I wish I could seriously propose that Python eliminate the naive datetime
, but this would only cause problems. Naive datetime
s are great, since they don’t ever require you to look at a timezone database (tzdb
). Once you start dealing with timezones, you have to worry about the tzdb
being up to date. If you don’t have complete control over the environment your code is running in, then you can expect inconsistent behavior between users. Whether this is a problem depends on the nature of your project, and I’m not about to enumerate all the possibilities — you can weigh the consequences yourself.
In short, I propose that anyone starting a new project should decide – at its very beginning – what to do with timestamps. In most cases, I think that naive datetime
s should be avoided altogether — explicit timezone information (tzinfo
) should be included absolutely anywhere datetime
s are used. You should use naive datetime
s only if you will never need to convert between timezones, you can’t trust users to have an up-to-date tzdb
, and having inconsistent tzdbs between users would likely create other problems.
Unfortunately, I didn’t have the foresight to disallow naive datetime
s in my project at its inception; therefore, I ran into a problem two years down the road at which point I had to do a lot of refactoring. The remainder of this article details the problems I encountered and the subsequent process of eliminating all naive datetime
s from my codebase.
The dilemma.
When I first started using datetime
s I didn’t know any better. I simply called datetime.now()
whenever I needed a timestamp. At that time (no pun intended), my app was only displaying times for a single timezone. Eventually, I realized that I should be converting timestamps to users’ local timezones, and my naivety came back to bite me in the ass.
If you didn’t know already, datetime.now()

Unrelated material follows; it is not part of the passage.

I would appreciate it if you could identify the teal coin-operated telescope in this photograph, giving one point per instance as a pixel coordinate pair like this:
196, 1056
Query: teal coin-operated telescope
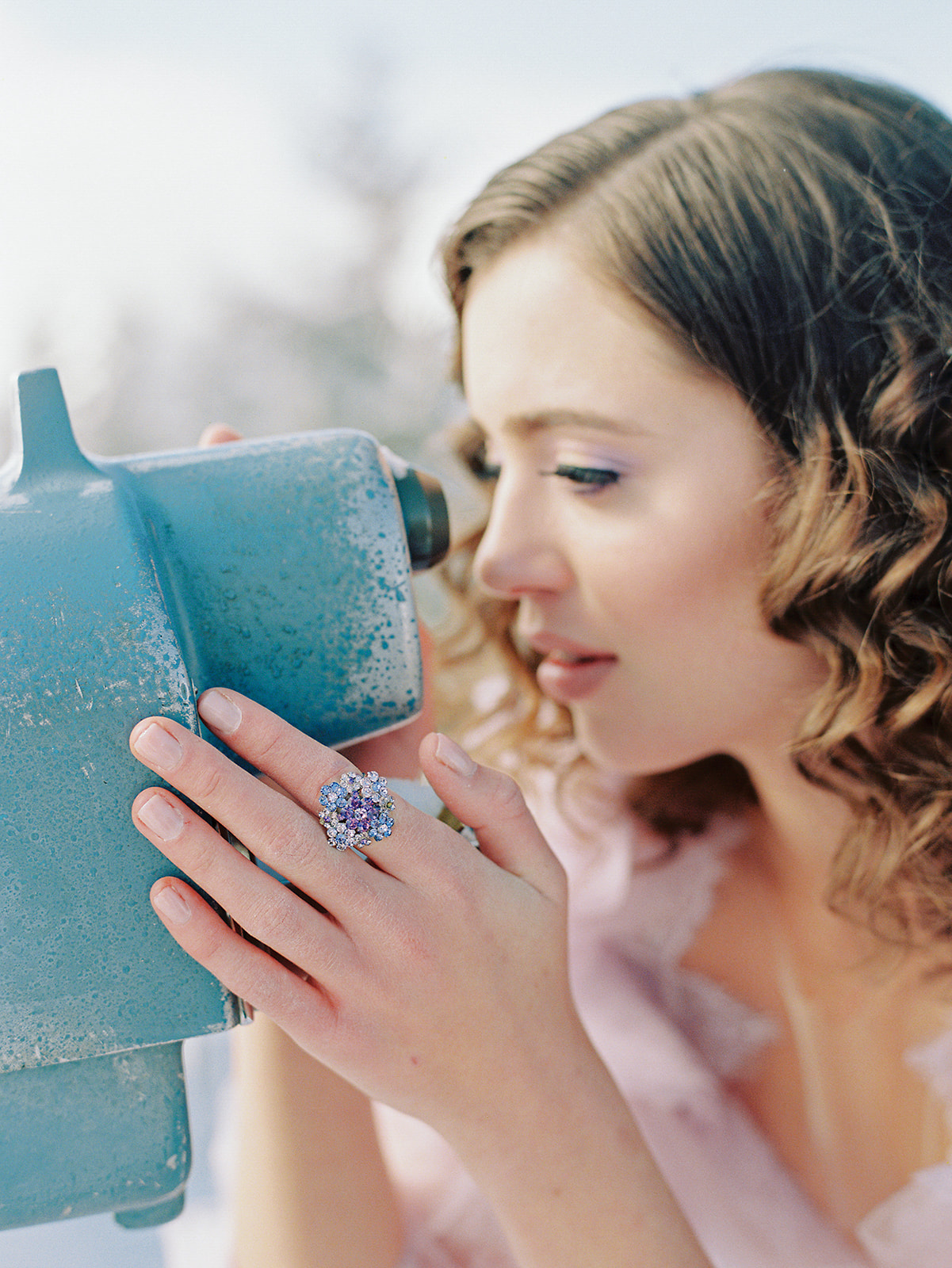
127, 586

gives you the current time in your local timezone. However, it does not have this timezone information attached by default: it gives you a naive datetime
object.
I tried to convert one of these naive datetime
s using the pytz
library (which handles timezone magic):
>>> import pytz
>>> from datetime import datetime
>>> now = datetime.now()
>>> now
datetime.datetime(2017, 1, 14, 15, 15, 11, 475618)
>>> pytz.timezone("America/New_York").localize(now)
datetime.datetime(2017, 1, 14, 15, 15, 11, 475618, tzinfo=<DstTzInfo 'America/New_York' EST-1 day, 19:00:00 STD>)
>>> pytz.timezone("Australia/Sydney").localize(now)
datetime.datetime(2017, 1, 14, 15, 15, 11, 475618, tzinfo=<DstTzInfo 'Australia/Sydney' AEDT+11:00:00 DST>)
Note that my local timezone is MST; however, the datetime
has no idea about this and therefore doesn’t actually do any conversion when I ask for another timezone. All of the datetime
s it returned are the same, except for their attached tzinfo
s.
My first idea was to inject my local timezone into all the naive datetime
objects:
>>> now = datetime.now(pytz.timezone("America/Denver"))
>>> now
datetime.datetime(2017, 1, 14, 15, 20, 8, 410761, tzinfo=<DstTzInfo 'America/Denver' MST-1 day, 17:00:00 STD>)
>>> pytz.timezone("America/New_York").normalize(now)
datetime.datetime(2017, 1, 14, 17, 20, 8, 410761, tzinfo=<DstTzInfo 'America/New_York' EST-1 day, 19:00:00 STD>)
>>> pytz.timezone("Australia/Sydney").normalize(now)
datetime.datetime(2017, 1, 15, 9, 20, 8, 410761, tzinfo=<DstTzInfo 'Australia/Sydney' AEDT+11:00:00 DST>)
Now the conversion works. However, there are also lots of places in my codebase where I’m accepting or returning Unix timestamps. If you don’t know, Unix timestamps are always UTC. If you don’t ask otherwise, datetime
will convert them into local time for you, again without a tzinfo
:
>>> import time
>>> unixtime = time.time()
>>> unixtime
1484432537.234377
>>> datetime.fromtimestamp(unixtime)
datetime.datetime(2017, 1, 14, 15, 22, 17, 234377)
This isn’t so bad, we can fix it mostly the same way as the datetime.now()
:
>>> datetime.fromtimestamp(unixtime, pytz.timezone("America/Denver"))
datetime.datetime(2017, 1, 14, 15, 22, 17, 234377, tzinfo=<DstTzInfo 'America/Denver' MST-1 day, 17:00:00 STD>)
You can even convert it to another timezone:
>>> datetime.fromtimestamp(unixtime, pytz.timezone("America/New_York"))
datetime.datetime(2017, 1, 14, 17, 22, 17, 234377, tzinfo=<DstTzInfo 'America/New_York' EST-1 day, 19:00:00 STD>)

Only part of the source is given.